Forecasting Prize Results

NunoSempere; ozziegooen

The "Forecasting Innovations Prize" was announced on the 15th of November of 2020 on the Effective Altruism Forum and on LessWrong, with the goal of incentivizing valuable research around forecasting. We received 10 submissions.

Judges—AlexRJL, Eric Neyman, Tamay Besiroglu, Linch Zhang, Ozzie Gooen and myself— recommended a quantity of money to be awarded to each submission. The next section is a short summary of each entry, the prize they were assigned, and the reasons the judges gave. This is followed by a brief discussion of the judging process and takeaways.

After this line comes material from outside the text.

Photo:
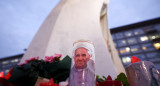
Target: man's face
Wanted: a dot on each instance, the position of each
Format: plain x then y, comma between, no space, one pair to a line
81,58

We will be contacting authors soon.

Crowd-forecasting COVID-19

The post describes the results of a COVID-19 crowd-forecasting project created during the author's PhD. The judges didn’t know of any other app in which human forecasters could conveniently forecast different points in a time series, with confidence intervals. The project’s forecasts were submitted to the German and Polish Forecast Hub, and they did surprisingly well in comparison with other groups.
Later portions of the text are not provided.